1. Continuity is when a graph is predictable, has no breaks jumps or holes, can be drawn without lifting your pencil and has a value that is the same as the limit. Discontinuity is when a graph has any of these things or where the graph's value and limit aren't equal. There are different families of disc. they are removable and non-removable disc. In the removable family we have the point disc. which is similar to a hole, the limit still exists but the value does not unless these is another point on the same x value. In our next family non-removable we have jump which looks like what it sounds like a point jumping to a diff point and here the limit does not exist due to diff. left right. Also in this family we have oscillating which we tend to call wiggly because it is wiggly and the limit does not exist here because it is oscillating. The last type of disc in this family is infinite disc and the limit does not exist here because of unbounded behavior, in this kind of disc. we also have a vertical asymptote.
2. A limit is the intended height of a function, as so wonderfully explained above the only kind of disc in which a limit exists is at a point disc this is why the kinds of disc are divided into diff families. The limit is the intended height while the value is the actual height reached, this is why they can differ and exist while the other does not.

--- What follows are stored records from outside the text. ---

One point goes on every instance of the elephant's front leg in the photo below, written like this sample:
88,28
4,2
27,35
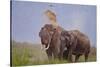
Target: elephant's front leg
70,56
49,53
61,52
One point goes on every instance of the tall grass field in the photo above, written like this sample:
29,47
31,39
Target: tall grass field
24,54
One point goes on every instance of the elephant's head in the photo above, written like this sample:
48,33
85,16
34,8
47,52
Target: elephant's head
45,34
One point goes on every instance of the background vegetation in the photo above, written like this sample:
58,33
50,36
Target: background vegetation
31,54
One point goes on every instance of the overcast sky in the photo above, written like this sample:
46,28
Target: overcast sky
27,19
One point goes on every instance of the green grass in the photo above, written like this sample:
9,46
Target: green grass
28,54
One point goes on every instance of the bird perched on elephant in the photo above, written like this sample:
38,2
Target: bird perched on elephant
76,43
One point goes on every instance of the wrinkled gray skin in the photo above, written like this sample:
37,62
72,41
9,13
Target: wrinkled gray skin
50,36
76,43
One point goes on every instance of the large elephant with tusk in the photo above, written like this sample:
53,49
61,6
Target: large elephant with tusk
50,39
76,43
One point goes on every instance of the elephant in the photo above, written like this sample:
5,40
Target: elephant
50,38
76,43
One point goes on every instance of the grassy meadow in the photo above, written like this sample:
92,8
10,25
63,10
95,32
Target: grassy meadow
31,54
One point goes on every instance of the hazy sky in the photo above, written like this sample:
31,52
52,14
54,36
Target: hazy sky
27,19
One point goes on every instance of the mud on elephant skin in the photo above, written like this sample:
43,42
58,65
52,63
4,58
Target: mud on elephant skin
50,38
76,43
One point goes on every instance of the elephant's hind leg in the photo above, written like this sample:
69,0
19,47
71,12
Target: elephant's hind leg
77,57
86,57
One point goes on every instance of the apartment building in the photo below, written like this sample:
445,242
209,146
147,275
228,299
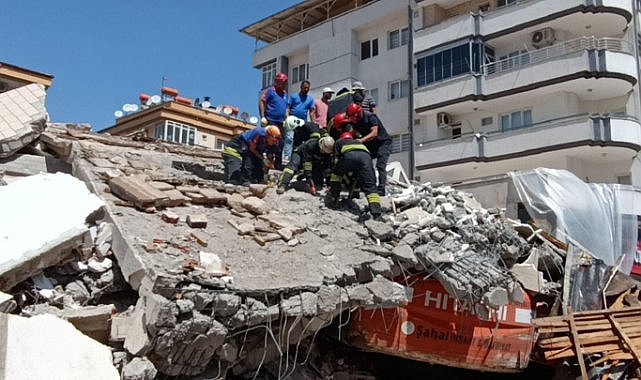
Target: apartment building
333,43
494,85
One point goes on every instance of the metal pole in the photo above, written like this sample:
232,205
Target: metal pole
410,101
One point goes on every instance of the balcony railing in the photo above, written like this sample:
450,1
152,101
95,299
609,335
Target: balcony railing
558,50
550,123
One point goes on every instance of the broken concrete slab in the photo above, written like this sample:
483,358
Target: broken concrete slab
22,117
39,337
38,236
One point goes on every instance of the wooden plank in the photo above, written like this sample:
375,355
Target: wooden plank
625,338
577,344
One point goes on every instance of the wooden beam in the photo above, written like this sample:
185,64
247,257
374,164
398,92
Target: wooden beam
626,338
577,344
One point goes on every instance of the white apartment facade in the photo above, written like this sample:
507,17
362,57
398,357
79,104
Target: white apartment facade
495,85
336,42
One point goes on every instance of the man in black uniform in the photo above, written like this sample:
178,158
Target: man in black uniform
375,137
313,155
352,156
303,131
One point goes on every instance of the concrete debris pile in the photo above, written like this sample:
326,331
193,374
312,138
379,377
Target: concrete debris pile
184,275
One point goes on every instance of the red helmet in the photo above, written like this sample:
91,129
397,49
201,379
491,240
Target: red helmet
339,119
346,135
354,112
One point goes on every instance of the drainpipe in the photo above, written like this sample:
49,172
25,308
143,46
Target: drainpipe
410,74
635,21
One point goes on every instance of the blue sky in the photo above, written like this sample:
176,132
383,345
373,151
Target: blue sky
104,53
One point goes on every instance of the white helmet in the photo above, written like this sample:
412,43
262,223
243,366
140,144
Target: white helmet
292,122
326,144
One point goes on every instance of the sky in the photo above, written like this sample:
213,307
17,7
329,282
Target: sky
104,53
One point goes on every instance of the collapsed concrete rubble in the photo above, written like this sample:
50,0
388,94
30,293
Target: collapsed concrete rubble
212,278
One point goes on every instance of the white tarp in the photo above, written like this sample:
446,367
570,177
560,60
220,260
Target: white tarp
38,209
588,215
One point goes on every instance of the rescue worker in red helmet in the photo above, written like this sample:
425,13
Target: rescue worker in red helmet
375,137
352,156
312,155
243,155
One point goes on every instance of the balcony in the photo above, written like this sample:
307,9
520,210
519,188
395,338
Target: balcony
568,64
583,130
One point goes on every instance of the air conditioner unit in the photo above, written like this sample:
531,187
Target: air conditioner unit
543,37
443,120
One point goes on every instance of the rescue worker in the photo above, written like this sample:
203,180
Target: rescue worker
312,155
374,136
243,155
303,131
338,125
352,156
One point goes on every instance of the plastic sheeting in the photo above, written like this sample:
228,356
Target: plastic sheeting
586,215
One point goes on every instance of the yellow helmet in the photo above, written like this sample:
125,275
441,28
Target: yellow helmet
273,131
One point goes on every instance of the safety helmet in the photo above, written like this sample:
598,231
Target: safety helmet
326,144
273,131
354,112
292,122
339,119
346,135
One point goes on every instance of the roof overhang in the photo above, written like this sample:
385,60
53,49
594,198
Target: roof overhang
15,73
299,17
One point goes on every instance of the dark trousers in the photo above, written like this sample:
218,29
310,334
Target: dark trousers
360,164
381,152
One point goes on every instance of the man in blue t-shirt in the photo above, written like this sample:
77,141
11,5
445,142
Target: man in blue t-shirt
299,105
273,109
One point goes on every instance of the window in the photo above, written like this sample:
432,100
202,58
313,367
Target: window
369,49
269,74
505,3
176,132
449,63
516,120
373,92
399,89
300,73
487,121
396,38
401,143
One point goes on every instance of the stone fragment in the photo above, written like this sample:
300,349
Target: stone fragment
387,293
303,304
495,297
197,220
139,369
327,250
379,230
201,237
170,217
255,205
285,233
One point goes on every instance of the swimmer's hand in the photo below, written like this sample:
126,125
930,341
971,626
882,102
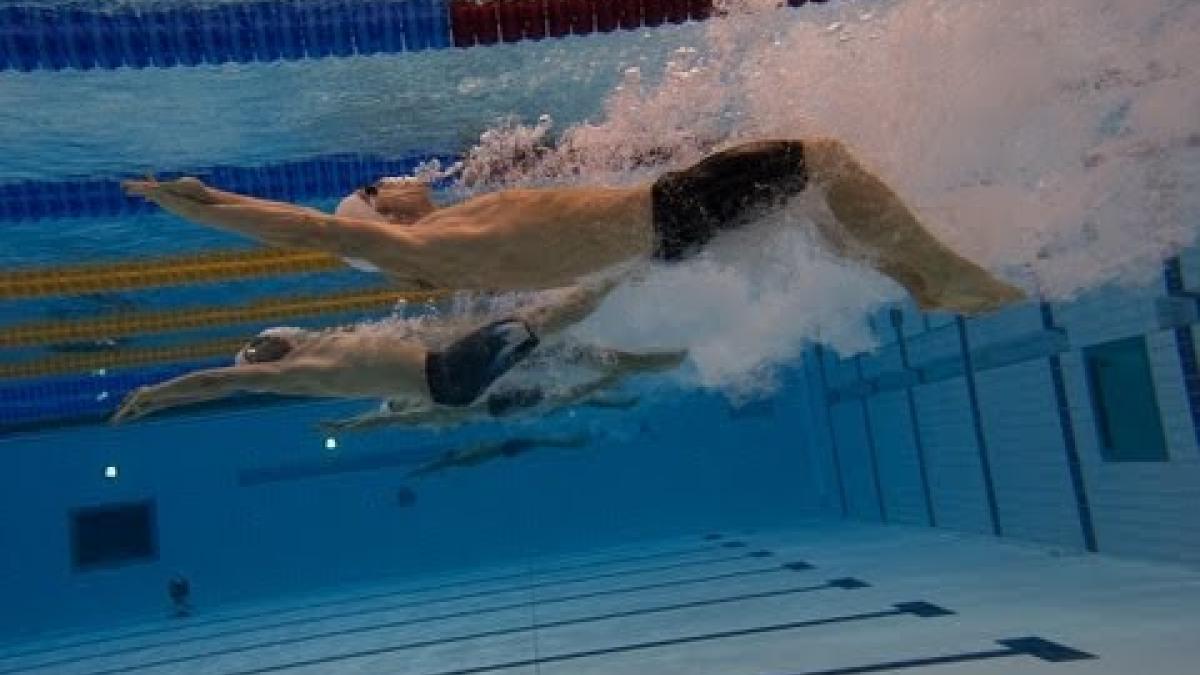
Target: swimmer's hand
187,187
141,402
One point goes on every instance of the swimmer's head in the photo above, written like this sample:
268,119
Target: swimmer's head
270,346
393,199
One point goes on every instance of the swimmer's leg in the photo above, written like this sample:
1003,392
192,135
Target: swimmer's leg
874,225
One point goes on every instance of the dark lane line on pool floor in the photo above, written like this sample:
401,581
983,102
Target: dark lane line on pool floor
414,604
1037,647
918,609
844,584
335,602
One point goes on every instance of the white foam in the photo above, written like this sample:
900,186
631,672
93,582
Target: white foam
1056,143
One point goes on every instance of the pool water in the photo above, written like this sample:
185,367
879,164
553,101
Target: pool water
835,482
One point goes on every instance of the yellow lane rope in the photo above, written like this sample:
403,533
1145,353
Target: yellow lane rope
63,364
141,323
172,270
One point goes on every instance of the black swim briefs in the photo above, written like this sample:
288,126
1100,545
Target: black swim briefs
461,372
724,191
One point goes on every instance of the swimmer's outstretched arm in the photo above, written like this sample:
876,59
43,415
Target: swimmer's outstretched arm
300,377
286,225
487,451
436,417
616,368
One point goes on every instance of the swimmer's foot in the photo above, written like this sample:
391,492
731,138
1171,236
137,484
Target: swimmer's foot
976,292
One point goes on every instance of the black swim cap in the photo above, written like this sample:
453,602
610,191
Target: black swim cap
265,348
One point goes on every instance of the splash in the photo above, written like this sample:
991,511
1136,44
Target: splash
1056,143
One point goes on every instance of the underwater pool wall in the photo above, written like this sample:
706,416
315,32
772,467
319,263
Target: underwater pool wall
1072,424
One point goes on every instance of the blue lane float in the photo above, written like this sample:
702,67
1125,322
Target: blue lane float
317,178
87,35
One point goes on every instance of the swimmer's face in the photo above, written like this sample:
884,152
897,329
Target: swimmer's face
264,348
397,201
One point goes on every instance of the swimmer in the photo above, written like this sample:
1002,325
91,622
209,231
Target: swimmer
541,238
487,451
615,366
372,364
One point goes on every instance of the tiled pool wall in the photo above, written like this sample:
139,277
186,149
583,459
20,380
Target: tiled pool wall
1001,425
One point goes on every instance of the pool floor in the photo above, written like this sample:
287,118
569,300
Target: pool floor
831,597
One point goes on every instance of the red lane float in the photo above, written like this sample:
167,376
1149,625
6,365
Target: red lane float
533,18
629,13
654,12
558,18
606,16
462,23
676,11
582,16
700,10
487,22
510,21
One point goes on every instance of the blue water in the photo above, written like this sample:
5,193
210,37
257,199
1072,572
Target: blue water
991,426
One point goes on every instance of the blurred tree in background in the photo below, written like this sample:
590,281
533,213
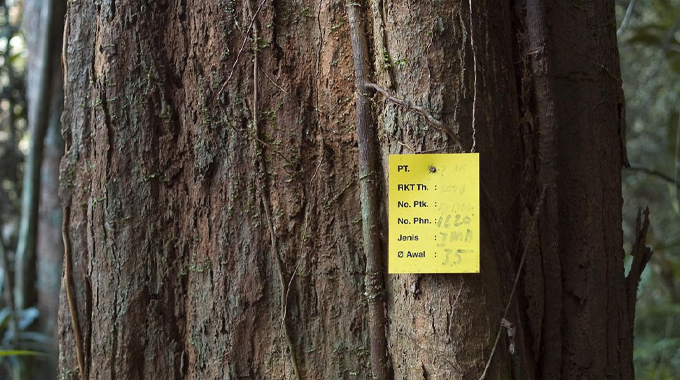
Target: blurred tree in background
649,45
31,102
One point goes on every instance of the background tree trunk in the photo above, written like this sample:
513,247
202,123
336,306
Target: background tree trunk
212,178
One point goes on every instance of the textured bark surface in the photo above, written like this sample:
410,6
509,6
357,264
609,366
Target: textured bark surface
165,175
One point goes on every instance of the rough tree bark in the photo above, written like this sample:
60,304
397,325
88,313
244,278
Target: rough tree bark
212,178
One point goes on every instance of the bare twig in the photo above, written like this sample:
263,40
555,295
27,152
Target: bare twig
537,213
641,255
284,285
265,201
652,172
369,195
417,109
243,45
626,18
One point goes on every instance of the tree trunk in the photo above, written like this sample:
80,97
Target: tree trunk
213,186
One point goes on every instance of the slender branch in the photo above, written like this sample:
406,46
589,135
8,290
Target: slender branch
626,18
417,109
7,283
551,350
38,119
265,200
641,255
284,285
243,45
70,292
537,213
368,178
653,172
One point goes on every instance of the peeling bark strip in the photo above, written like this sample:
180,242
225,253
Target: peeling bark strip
551,351
641,255
70,292
374,282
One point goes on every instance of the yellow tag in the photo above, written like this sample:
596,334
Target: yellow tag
434,213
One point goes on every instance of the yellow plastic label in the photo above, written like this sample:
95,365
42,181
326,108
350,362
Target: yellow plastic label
434,213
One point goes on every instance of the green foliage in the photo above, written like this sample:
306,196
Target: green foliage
649,46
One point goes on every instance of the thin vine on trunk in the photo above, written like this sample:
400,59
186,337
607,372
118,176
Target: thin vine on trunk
374,282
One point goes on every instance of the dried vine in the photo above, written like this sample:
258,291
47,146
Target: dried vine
374,282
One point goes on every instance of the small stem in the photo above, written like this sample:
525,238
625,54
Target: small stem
417,109
373,282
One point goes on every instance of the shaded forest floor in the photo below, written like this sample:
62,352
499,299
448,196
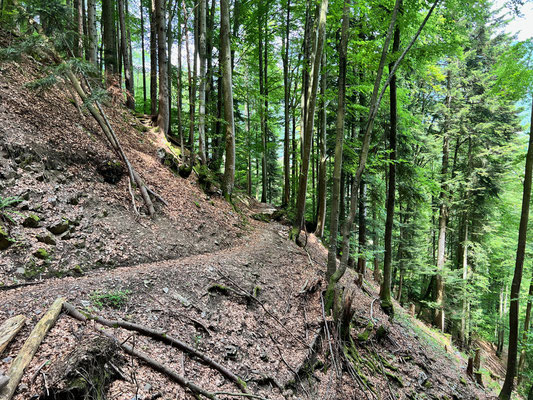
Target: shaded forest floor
186,272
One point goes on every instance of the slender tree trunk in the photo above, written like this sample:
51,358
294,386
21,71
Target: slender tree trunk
180,87
143,56
336,198
78,9
163,115
262,113
322,189
316,60
443,215
287,90
109,41
153,61
385,291
517,278
225,52
265,135
92,33
201,96
527,325
170,40
128,75
361,261
249,146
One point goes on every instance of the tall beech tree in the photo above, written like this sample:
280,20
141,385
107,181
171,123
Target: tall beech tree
316,61
227,84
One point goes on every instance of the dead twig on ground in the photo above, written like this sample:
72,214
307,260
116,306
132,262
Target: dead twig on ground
161,336
249,296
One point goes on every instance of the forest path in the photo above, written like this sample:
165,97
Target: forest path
173,295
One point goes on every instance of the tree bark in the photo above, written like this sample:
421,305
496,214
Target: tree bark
322,188
163,114
316,60
201,96
287,91
443,214
339,143
143,56
29,348
385,291
109,41
92,33
262,113
517,278
361,261
153,60
128,75
225,52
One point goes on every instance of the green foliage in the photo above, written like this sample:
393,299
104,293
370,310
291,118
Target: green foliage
113,298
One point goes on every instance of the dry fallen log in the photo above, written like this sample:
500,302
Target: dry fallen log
161,368
29,349
158,335
9,329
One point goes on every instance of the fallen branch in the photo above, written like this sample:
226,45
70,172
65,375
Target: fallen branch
9,329
161,368
249,296
29,348
158,335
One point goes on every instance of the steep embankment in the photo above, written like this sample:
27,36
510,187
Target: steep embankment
234,288
52,157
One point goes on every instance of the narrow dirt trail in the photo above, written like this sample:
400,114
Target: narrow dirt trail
173,295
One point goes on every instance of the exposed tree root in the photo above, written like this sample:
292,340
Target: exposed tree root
29,348
162,368
161,336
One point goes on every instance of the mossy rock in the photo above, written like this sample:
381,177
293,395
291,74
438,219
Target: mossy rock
261,217
46,239
60,227
5,240
218,288
31,221
363,336
184,171
77,270
41,254
112,171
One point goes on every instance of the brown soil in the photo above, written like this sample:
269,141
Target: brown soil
163,269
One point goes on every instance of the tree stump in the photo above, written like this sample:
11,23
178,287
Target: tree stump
86,372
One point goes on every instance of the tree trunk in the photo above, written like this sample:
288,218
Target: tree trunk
201,96
265,110
128,76
179,88
262,114
92,33
527,325
287,93
163,114
517,278
336,199
143,57
153,61
109,41
316,60
385,291
225,52
322,189
78,9
438,319
361,261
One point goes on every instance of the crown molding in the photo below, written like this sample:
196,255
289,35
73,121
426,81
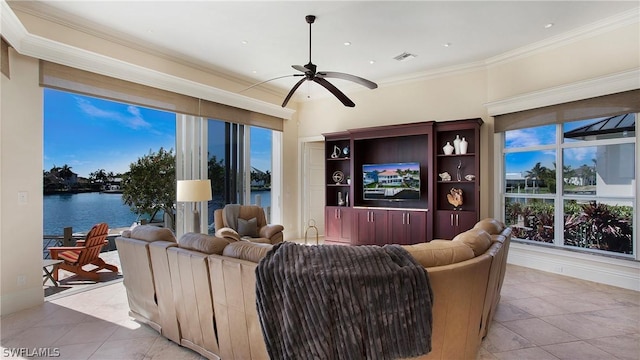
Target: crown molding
46,49
599,27
604,85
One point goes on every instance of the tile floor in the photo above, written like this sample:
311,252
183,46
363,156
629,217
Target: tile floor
541,316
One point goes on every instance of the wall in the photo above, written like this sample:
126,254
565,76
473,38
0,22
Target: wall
21,168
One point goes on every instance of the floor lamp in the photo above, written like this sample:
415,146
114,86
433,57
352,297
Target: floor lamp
194,191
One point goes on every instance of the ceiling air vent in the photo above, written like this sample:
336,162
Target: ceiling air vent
405,56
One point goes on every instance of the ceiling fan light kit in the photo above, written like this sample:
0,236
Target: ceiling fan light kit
310,73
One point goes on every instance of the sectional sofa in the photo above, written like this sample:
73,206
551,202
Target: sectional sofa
200,291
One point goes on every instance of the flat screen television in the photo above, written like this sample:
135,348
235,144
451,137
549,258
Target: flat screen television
391,181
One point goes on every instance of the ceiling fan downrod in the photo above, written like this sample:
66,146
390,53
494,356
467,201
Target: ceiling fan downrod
310,19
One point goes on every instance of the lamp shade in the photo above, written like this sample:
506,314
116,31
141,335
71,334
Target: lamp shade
193,190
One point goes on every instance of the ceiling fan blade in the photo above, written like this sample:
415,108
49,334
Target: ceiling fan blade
295,87
334,90
355,79
262,82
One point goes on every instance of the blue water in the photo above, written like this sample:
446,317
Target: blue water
82,211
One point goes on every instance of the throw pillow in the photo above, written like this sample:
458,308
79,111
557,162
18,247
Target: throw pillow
248,227
203,243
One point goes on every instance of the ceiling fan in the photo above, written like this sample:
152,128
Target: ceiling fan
310,74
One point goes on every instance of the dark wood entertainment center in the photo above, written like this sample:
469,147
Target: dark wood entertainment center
353,219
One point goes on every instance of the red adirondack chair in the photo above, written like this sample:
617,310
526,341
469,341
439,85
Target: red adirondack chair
86,252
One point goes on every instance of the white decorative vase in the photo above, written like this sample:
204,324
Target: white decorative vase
456,144
463,146
448,149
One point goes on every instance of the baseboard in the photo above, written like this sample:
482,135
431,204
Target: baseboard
601,269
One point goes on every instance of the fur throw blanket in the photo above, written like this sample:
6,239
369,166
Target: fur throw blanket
343,302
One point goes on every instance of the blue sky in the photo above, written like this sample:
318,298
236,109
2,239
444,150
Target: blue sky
540,136
89,134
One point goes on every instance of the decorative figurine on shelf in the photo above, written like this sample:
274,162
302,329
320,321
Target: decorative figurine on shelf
445,176
455,197
448,149
336,152
456,144
463,146
338,177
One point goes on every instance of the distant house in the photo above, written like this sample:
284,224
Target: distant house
389,177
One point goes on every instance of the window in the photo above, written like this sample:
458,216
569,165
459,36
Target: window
590,204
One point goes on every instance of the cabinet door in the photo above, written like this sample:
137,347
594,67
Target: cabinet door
445,225
465,221
407,227
371,227
337,224
416,226
451,223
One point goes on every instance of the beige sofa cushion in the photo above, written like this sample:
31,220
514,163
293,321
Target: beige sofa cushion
150,233
229,234
203,243
439,252
498,238
490,225
246,250
477,239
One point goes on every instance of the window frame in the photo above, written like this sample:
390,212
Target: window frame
559,197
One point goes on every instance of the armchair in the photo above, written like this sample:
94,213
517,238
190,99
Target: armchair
246,222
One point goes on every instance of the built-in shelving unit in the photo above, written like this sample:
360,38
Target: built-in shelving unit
354,219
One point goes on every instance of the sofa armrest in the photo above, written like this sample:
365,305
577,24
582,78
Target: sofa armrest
268,231
228,233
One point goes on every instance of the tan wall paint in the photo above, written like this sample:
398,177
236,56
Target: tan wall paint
21,167
587,58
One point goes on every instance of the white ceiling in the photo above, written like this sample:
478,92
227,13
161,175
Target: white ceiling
258,40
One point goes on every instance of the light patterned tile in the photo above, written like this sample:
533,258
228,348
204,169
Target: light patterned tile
76,351
130,329
506,311
501,339
131,349
534,353
90,331
539,332
626,347
538,306
578,350
164,349
582,325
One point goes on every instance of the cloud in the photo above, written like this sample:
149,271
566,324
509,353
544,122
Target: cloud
132,118
529,137
579,155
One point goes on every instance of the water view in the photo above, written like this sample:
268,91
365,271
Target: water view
82,211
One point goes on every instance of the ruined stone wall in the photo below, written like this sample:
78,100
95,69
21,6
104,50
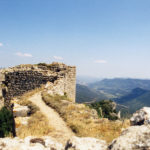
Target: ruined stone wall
18,80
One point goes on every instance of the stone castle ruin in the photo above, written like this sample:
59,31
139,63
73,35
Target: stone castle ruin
57,77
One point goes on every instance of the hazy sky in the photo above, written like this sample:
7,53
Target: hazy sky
103,38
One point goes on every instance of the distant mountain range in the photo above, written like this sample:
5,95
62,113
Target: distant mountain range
86,94
119,87
133,93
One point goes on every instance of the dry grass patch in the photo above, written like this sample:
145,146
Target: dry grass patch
83,120
37,126
23,100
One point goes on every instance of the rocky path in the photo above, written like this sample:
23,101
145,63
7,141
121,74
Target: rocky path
62,133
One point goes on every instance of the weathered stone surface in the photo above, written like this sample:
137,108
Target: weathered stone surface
133,138
20,111
30,143
141,117
76,143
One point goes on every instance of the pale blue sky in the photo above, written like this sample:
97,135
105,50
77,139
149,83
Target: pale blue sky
103,38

3. We evaluate limits numerically with a number table and place the limit in the center, from the left we subtract one tenth and keep getting it closer to the limit. And on the right we add one tenth and make it get closer to the limit. We evaluate a limit graphically by following the function from the left and the right and meet at the limit, if they don't meet then the limit does not exist. To solve a limit algebraically we use substitution where we plug it in and see what we get, if we get 0/0 then we move on to method two which is factoring where we try to factor something out and try to get things to cancel, and the last method is the rationalizing wherever the radical is and multiply by the conjugate.